Mom: Just how sick are you? It's not like you're having your appendix removed.
Me: Well, now that you've mentioned it, I am...having my appendix removed, so I just can't come.
Mom: Nonsense! Who's the doctor, I'll just give him a call, tell him to reschedule, and send over a nice bottle of Scotch.
The worst thing is when I can't do the exact thing my Mom asks me to do at the very second when she asks me to do it. When I don't reply with a resounding, "How high?" when she commands me to jump, in front of her friends, I always feel like the biggest loser in the good daughter department. I can just hear the hiss of disapproval, the gossip between mouthfuls of salty bridge mix.
Oh what an awful girl!
Needing to have her appendix removed, when her poor mother is all alone, how could she?
In my day and age we didn't question our parents, we just did what they asked, even if you were swimming in life threatening gastric juices!
Me: Look Mom I've asked everyone I know, and I really can't make it. It isn't fair that Rosa is just telling you now that she doesn't want to stay. She's just mad at Carla (mom's weekend housekeeper who Rosa reluctantly agreed to cover for, but who she absolutely hates and is always trying to get fired), and wants to cause trouble. Just tell her she'll have to stay. This isn't fair.
Mom: All right Jacqui, you can stay home with your little sickness, I'll tell her to stay.
Me: Mom I really do care about you, you know I'd come if I could. I don't want your friends to think I don't love you.
Mom: (To her friends.) She doesn't want you to think she doesn't love me.
Roberta: Tell her if she really loved you she'd come over when you ask her to.
Ahhh the twist of the knife in the belly of my guilt. Roberta is there. Roberta, Rowena's famous twin sister. There's nothing like a bunch of eighty-something year olds, sitting around with your Mom, commenting on what a crappy daughter you are, to get your Mom all stirred up and angry. Mother's friends are always going to be imminently superior in the child raising department, well, at least in the mind of my mother. Their children are captains of industry and well, I'm just a wanna be actor/writer/director/producer/artist shmo.

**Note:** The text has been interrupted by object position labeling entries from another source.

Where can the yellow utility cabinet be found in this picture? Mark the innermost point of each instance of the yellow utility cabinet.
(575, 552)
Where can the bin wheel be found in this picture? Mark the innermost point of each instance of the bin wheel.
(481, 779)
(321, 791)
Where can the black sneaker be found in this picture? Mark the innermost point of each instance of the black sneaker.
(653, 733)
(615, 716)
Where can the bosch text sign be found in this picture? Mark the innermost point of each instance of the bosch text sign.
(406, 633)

Oh did you hear, Roberta's boys just bought her a lovely summer house in the Hamptons?
Jacqui has fifty cats and a dozen pet rats.
Roberta really is throwing a party for the Ambassador to Iraq, and about five hundred of her closest friends.
Jacqui lost fifty pounds and gained back one hundred.
Roberta and Roweena spent the summer on a yacht in the Mediterranean.
Jacqui went to a nude beach in Hawaii.
Roberta bought a beautiful antique sterling tea service (my mother's) for her beautiful brownstone mansion in Washington, DC
Jacqui associates with all of those naked pot smoking hippies at Burning Man
Roberta's father was the head of the entire Pacific Fleet during World War II
Jacqui sits around all day playing with her computer.
The French are so grateful they gave Roberta and Rowena a fabulously decorated apartment in the best arrondissement, and a chauffeur drives her around Paris in a beautiful Rolls Royce that they keep in a garage just for her.
Jacqui's son is twelve and goes to a weird liberal arts school in Santa Monica.
Roberta's son is Senator John McCain....I kid you not.
Damnit. Having a brave, war-hero, who was almost president, for a son, is the ultimate trump card. I could win an Academy Award, thank only my mother at the podium, jump up and down and say, "God Give the Right Might!" and I still wouldn't be able to beat that. Besides even I, "bleeding heart" liberal that I am, have to grudgingly admit that I kind of like the guy.